Overall the students’ outlook on China’s future is positive. Students cherish their country’s history but are extremely open to Western values. “These students are the privileged,” says Cohen, “they feel that they have the world in front of them.” The students, who Cohen reports, were very open during interviews, are studying most of the same things we study at Drexel: urban planning, social work, and private equity to name a few. Majors that we’ve never heard of, such as a Marxism Major, still result in familiar careers, such as a career in politics. The difference is, students are not allowed to choose their majors. Instead, majors are chosen for them after taking placement exams. Students who were not placed into the area of study they had hoped will sometimes later choose to study abroad for graduate school. It is the time spent abroad that has made students so open to Western ideals on human rights, freed trade, and globalization. When asked about the younger generation’s opinions on communism, Cohen admitted that most were “a little sheepish” when discussing the subject. 
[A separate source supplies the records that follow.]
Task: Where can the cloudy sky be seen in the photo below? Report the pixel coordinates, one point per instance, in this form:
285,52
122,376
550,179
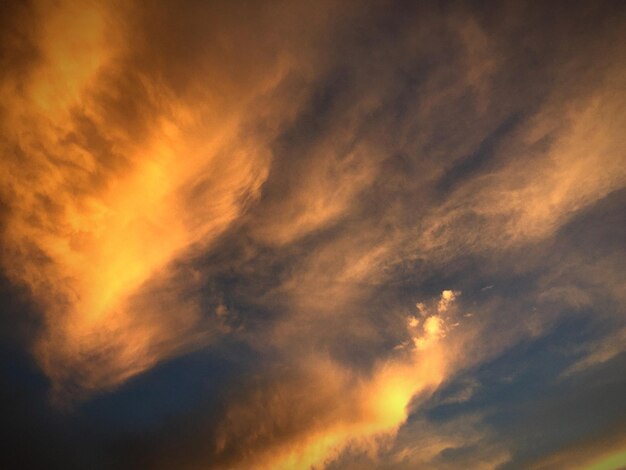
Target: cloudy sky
312,234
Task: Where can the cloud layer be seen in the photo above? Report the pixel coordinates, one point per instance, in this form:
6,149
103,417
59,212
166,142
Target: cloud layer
364,210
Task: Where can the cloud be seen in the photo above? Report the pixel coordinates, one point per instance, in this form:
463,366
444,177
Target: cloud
325,189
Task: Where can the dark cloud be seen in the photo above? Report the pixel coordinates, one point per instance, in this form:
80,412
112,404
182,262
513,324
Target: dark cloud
293,235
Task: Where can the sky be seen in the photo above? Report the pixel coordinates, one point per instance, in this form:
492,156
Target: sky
312,234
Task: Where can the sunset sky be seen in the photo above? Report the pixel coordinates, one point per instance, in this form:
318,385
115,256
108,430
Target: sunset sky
312,234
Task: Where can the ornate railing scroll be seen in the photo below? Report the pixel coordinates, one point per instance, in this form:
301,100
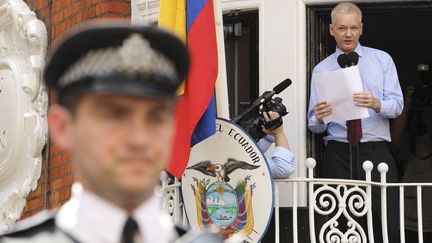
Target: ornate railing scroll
346,203
171,202
23,106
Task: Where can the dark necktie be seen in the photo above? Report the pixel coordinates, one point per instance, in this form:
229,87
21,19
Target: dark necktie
130,231
354,131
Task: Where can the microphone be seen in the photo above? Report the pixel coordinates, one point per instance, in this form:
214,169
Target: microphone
352,58
348,60
343,60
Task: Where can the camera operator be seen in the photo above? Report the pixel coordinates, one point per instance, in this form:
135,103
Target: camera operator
412,144
281,162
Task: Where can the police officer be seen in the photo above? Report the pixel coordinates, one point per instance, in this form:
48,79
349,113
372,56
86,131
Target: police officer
116,87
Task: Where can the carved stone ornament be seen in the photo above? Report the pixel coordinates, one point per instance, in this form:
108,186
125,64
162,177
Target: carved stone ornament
23,106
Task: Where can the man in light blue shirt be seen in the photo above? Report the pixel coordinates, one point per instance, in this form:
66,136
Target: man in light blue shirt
281,162
382,96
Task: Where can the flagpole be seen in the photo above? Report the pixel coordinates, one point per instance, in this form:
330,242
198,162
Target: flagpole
221,86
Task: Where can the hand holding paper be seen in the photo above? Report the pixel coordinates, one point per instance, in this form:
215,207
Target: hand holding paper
337,88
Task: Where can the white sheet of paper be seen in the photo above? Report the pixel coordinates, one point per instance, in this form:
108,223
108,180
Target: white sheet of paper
337,88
Ning Wang, a Professor in Comparative Literature and Cultural Studies at Tsinghua University, first invited Cohen to visit Tsinghua. It was there, this past October, that Cohen was introduced to Liu Wei, Wang’s PhD student and Associate Professor in Comparative Literature and Translation Studies at nearby Beihang University. Liu was assigned to help Cohen’s project as a translator, though for this task she was often not necessary. “All of the students can speak English extremely well,” said Cohen. This winter, Liu spent a month at Drexel as a visiting scholar in the Honors College. Liu, who is currently pursuing her PhD in Translational Studies, used her time in Philadelphia to continue researching her dissertation; specifically, she was excited to be able to use both the Drexel and University of Pennsylvania libraries for research while she was here. Liu’s thesis focuses on how “theory in [Translational Studies] has been adopted by Chinese academics,” says Cohen. And because Internet access is not heavily restricted here, as it is in China, Liu was able to use the MLA Bibliography online. She also met with Professor Lawrence Venuti from Temple, considered a leader in the field of Translational Studies. Venuti has since been invited to Beijing to host lectures at Liu’s university.  

Liu also had the opportunity to learn about education at Drexel. She sat in on several Creative Writing classes, including Professor Cordelia Biddle’s Honors course "Writing Killer Suspense Stories." When asked why she had chosen to sit in on these courses in particular, Liu said “There are no Creative Writing classes in China.” While visiting, She was also able to educate Drexel students about life in China. She hosted two lectures for the Honors College, one on the Chinese New Year (or the Spring Festival), and one China’s One-Child Policy. Liu’s willingness to explore our culture while maintaining and sharing her homeland’s traditions highlights an important difference between American and Chinese society. “We’re in a free country and we see things closing,” says Cohen. “[The students in China] are in a communist country and see the world opening. Which is better?”